Real Estate Weekly, April 18, 2001

Marcus & Millichap Real Estate Investment Brokerage Company recently released its Apartment Research Report for the Manhattan market, an attractive investment despite a weakening national economy, according to Mitchell R. LaBar, first senior vice president.

Following are some of the most significant aspects of the report:

Although the nation wide. economy slowed last year, New York still posted job growth of 1.9%, 0.7 percentage points more than 1999. New York City continues to lead the nation in total employment, with local unemployment rates at their lowest level in a decade. Along with Los Angeles, Manhattan has one of the tightest housing markets in the nation. Housing prices across the region were up approximately 13% in 2000 compared with 1999. This trend should moderate somewhat this year as the ability of buyers to keep pace with rising prices is quashed by the continuing economic uncertainty. Housing prices throughout New York are increasing approximately four times as fast as median household incomes -- even the strong local economy cannot maintain that pace in the long term.

Recent declines in interest rates will not be enough to increase construction activity, as current market conditions promote caution in the development arena. The brisk pace of multi-family construction in New York City of the past several years is expected to slow down somewhat in 2001. While many projects are in the planning stage throughout the region, current economic conditions have made investors, developers, and lenders more cautious regarding the demand for new space. With concessions and rent reductions being now the facts of life in the borough's multi-family market, there may be a need to reevaluate projected rents.

The City of New York is doing what it can to free up developable land, with plans to sell approximately 50 abandoned buildings in Harlem to several developers. Multi-family, single-family, and senior housing are scheduled at those sites for an estimated total of more than 1,600 new housing units. The Upper West Side will be the most active area in apartment construction this year, with more than 3,300 units in the planning or construction stages.

Apartment vacancy rates will continue to be among the tightest in the nation in 2001, averaging less than 5% for the second consecutive year. Vacancy rates in Manhattan will remain among the lowest in the country, in spite of slightly lowered demand due to economic and employment concerns. The flow of young professionals looking to trade up to more expensive apartments will moderate in the next 12 months as renters wait for the economy to stabilize. The local market will remain tight, but movement will be slow and result in downward pressure on rent increases.
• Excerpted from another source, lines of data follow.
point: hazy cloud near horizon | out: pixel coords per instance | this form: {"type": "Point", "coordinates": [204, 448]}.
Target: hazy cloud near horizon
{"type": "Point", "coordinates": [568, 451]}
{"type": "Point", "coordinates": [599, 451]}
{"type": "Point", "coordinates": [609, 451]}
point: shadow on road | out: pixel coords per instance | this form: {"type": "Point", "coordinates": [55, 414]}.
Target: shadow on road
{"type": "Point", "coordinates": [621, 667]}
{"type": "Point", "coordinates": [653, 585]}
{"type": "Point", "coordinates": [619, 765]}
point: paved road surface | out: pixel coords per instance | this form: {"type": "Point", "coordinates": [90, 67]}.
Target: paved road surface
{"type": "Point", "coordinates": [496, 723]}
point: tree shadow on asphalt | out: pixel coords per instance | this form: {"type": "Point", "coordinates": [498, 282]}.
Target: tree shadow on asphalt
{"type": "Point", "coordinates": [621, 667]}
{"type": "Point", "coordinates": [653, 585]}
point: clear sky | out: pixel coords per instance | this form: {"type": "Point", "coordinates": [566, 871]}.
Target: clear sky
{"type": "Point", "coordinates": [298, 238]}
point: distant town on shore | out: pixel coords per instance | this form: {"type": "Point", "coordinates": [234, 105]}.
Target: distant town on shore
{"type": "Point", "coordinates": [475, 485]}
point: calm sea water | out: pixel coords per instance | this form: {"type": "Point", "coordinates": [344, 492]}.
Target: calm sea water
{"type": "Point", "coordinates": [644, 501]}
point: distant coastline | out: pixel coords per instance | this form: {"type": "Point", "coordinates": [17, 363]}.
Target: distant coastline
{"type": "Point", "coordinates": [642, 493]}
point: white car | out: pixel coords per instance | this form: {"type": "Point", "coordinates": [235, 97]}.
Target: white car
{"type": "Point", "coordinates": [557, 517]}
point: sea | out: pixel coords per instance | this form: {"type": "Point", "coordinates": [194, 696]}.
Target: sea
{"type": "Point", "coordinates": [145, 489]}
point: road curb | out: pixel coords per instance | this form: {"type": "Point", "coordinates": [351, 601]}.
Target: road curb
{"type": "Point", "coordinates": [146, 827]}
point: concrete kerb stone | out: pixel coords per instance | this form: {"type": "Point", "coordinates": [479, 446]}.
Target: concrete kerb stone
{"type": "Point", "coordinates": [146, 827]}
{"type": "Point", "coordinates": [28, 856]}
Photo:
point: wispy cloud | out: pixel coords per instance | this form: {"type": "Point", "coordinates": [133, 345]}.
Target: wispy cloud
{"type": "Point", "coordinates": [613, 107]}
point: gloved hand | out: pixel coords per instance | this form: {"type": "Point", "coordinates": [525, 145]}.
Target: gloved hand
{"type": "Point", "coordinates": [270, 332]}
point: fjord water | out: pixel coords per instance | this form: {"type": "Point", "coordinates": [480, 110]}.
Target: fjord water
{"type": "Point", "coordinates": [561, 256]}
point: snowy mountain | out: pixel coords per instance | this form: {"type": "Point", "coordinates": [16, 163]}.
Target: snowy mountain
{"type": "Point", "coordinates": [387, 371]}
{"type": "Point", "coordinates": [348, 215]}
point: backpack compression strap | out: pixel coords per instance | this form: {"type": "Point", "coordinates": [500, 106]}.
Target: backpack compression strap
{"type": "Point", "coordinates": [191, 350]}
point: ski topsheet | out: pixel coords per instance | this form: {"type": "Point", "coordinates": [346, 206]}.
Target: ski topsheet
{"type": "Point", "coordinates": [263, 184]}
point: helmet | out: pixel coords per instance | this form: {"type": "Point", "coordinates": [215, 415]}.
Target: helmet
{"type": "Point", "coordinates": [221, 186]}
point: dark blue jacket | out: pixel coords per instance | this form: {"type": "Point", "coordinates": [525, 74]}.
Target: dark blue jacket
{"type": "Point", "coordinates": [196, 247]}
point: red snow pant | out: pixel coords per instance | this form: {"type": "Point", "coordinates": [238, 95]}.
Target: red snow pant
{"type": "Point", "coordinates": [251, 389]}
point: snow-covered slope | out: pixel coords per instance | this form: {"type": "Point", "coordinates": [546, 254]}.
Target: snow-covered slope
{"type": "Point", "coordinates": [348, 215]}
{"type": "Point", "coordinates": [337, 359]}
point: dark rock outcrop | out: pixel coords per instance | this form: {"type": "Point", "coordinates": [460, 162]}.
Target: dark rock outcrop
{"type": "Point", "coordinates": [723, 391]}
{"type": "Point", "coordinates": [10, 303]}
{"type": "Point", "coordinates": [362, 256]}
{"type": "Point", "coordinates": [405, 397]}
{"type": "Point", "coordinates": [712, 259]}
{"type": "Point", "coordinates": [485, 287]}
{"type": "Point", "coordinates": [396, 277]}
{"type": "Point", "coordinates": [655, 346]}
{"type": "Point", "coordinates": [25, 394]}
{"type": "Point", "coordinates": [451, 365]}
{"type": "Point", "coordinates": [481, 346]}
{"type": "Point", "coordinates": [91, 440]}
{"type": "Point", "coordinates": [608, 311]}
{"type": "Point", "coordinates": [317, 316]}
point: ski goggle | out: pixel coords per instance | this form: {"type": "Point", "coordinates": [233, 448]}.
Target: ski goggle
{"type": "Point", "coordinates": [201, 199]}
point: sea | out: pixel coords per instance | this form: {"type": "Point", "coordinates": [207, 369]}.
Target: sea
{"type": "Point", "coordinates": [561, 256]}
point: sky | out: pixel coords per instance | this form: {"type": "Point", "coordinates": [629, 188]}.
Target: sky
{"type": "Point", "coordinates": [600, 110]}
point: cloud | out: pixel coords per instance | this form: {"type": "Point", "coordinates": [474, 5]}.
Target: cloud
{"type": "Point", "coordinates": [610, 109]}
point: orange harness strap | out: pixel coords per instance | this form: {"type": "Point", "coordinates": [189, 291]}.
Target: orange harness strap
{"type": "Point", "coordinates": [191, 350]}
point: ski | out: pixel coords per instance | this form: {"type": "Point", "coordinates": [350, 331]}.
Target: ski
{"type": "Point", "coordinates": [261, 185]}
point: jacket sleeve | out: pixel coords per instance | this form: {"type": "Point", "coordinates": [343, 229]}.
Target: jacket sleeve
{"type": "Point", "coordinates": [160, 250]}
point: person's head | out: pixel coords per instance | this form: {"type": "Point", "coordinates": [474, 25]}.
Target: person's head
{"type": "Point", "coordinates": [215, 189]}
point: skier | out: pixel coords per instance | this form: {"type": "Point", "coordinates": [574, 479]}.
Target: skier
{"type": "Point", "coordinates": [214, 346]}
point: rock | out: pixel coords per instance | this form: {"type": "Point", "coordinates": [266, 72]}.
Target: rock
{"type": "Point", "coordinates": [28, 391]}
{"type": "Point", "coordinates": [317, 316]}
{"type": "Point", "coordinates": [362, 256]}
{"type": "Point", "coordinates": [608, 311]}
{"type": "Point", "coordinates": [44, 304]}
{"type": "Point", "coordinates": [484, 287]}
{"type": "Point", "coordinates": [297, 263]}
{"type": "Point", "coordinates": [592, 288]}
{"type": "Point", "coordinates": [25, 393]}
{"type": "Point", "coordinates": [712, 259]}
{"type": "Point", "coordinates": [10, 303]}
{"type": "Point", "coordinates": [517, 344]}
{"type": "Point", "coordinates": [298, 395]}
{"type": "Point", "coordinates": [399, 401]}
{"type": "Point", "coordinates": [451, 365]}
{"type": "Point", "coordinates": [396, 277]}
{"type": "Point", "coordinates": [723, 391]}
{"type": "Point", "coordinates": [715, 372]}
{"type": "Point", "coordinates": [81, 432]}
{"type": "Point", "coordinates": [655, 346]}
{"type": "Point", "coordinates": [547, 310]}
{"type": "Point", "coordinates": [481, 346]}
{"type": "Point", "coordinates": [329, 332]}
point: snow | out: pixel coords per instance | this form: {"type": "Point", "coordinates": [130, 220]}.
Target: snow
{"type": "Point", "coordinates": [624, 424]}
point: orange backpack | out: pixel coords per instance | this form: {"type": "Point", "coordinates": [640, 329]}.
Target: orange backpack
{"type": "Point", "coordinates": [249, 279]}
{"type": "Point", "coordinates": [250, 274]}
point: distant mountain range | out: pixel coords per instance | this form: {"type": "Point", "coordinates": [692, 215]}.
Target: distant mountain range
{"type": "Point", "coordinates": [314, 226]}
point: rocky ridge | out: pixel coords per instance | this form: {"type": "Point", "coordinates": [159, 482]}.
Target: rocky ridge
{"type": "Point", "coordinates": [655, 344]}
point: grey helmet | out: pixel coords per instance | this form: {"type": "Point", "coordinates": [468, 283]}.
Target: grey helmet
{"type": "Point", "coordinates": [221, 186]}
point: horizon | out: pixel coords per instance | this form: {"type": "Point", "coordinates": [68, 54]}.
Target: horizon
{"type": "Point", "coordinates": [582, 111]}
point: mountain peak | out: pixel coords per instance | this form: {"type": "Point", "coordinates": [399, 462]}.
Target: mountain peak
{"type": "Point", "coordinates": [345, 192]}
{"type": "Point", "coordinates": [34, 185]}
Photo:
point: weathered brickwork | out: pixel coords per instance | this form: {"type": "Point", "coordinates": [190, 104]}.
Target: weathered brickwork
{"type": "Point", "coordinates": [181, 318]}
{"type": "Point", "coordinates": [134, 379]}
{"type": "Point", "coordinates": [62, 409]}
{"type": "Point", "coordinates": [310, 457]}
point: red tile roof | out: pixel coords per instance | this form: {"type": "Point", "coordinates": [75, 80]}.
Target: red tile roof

The historically tight submarkets will change little this year. The Upper West Side, the Upper East Side and Midtown will have average vacancies of l to 2%. The West Village and SoHo/TriBeCa areas will also have little more than turnover vacancy. The north and south ends of Manhattan, where vacancies are typically higher, are in the midst of revitalization and redevelopment. The city-owned properties around Harlem being sold to developers hold the promise of alleviating the shortage of much-needed, more affordable housing. To the south, new apartment units are being built in Battery Park to compete with similar product on the New Jersey side of the Hudson.

Rents are expected to show modest gains across Manhattan this year , with concerns about the economy and job security limiting growth. The historically large multi-family rental increases in-New York are starting to feel the sting of the slowing economy. Asking rents have actually decreased in many areas, as concessions and rent reductions have become common place. Rents are still much higher than they were just three years ago, but the record increases of the past two years have ceased as the overall economy slows.

Upscale properties on the Upper West Side, the Upper East Side, and in the West Village will be hardest hit this year, as these high-rent neighborhoods have the farthest to fall.

Rents for one-bed-room units that averaged $3,300 per month six months ago stand to drop as much as 15 to 20% this year. Lower-end products on the outskirts of the market in rent-controlled areas will still show modest gains of 3 to 4%, but these increases will not be enough to make up the difference in the short term.